En el garaje de la casa ubicada en Isabel la Católica 1110, donde funciona los sábados el comedor Los Angeles de Rosa, el portón se encuentra abierto. Rosa Fontana se ve sorprendida por la visita de este diario y lo recibe con gestos de muy buena anfitriona. Está limpiando junto a su madre María Bonini e interrumpe las tareas para compartir un mate. 

En las calles del Barrio Olimpo se percibe la tranquilidad del verano. Aunque hace sólo cinco años que reside en el lugar, la referente del comedor es conocida por la gran mayoría de los vecinos, por no decir todos. Ayuda además a cuatro abuelos, que están solos, con una vianda diaria y cuenta que también “los baño los viernes, no tienen familia”. 
Relata que “cuando voy a llevarles comida o a bañarlos, tengo que salir después de comer porque vuelvo a las cuatro de la tarde; todos me invitan a tomar mate, me adora el barrio y yo adoro a la gente”.
La actividad del comedor no cambia en verano. “Seguimos todo el año”, señala Rosa. Además de brindar el almuerzo los sábados, se entregan 20 viandas para la noche a chicos de familias con mayores dificultades.

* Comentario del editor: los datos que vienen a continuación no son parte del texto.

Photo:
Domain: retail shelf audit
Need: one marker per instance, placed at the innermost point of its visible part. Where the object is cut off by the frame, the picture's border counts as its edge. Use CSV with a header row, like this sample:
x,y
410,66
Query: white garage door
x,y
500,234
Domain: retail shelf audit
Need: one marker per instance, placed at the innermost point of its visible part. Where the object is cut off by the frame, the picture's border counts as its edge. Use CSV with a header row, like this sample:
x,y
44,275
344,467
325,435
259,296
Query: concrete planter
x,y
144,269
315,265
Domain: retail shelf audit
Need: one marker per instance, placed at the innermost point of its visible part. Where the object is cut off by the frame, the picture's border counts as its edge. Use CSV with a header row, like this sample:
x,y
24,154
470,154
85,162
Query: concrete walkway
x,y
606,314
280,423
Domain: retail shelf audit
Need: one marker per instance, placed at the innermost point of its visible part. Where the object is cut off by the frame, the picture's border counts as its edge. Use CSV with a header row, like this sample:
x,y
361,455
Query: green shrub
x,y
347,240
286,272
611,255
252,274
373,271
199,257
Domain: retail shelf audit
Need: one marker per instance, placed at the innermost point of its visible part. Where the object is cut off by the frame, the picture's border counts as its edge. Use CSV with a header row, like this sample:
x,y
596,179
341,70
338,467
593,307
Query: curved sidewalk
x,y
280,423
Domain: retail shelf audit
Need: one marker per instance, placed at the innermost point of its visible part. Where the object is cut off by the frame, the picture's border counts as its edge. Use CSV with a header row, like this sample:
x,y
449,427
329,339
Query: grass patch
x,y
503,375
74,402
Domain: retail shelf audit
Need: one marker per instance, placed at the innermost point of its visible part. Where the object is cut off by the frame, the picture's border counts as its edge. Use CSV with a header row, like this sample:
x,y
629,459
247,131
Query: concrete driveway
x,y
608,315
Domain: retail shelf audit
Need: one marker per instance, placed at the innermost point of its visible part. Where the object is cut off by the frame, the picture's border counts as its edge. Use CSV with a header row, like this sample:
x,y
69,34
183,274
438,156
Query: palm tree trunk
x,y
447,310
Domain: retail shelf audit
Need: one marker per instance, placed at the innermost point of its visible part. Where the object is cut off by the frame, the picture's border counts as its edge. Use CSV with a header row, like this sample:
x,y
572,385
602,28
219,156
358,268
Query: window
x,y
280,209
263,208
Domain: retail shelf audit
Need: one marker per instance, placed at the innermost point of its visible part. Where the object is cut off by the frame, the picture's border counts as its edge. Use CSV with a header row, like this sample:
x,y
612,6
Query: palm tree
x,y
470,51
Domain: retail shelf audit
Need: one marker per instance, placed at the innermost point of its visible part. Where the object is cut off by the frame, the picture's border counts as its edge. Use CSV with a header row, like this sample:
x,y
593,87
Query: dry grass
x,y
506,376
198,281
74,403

Comenzó en el CIC de Olimpo en el año 2016 y en marzo va a cumplir dos años en su casa. “Empecé con 45 chicos, ahora tengo cien. Es doloroso contarlo, pero es lo que realmente pasa”, afirma. 
Organiza la comida en dos turnos, a las 11.30 y a las 12.15, para poder atender a todos. Comenta que “vienen del barrio y de otros lados cada tanto también, como de Ruta 3 Sur o de Los Ranchos. No le cierro las puertas a nadie”. 
Junto a los chicos, en ocasiones asiste un papá o una mamá. “A la gente que no tiene le doy –indica-. Hemos compartido, es una familia”. Y agrega que “en la semana ayudo cuando hace falta, me mandan papelitos porque no llegan al sábado. A su vez, hay gente que colabora conmigo. Entre todos lo podemos hacer”. 
Se muestra agradecida porque “en general me apoyan. Pero se me ha puesto difícil. El problema mío es que me hace falta mucha cantidad, mínimo diez kilos de carne, doce paquetes de fideos, diez cajas de puré de tomate. A veces no les puedo dar postre porque no tengo”. 
Habla especialmente de Delia Barragán, una compañera que trabaja a la par de ella y a quien considera su mano derecha. “Siempre estuvo conmigo, es muy buena persona. Si no fuera por ella…”, destaca. Al hacer referencia a las manos voluntarias que se suman, comenta que “las mamás vienen a veces y me ayudan a limpiar”. 
Le surgen dudas sobre el funcionamiento en febrero. Es que “hay gente que me apoya que se va de vacaciones, vamos a ver si lo puedo cubrir”.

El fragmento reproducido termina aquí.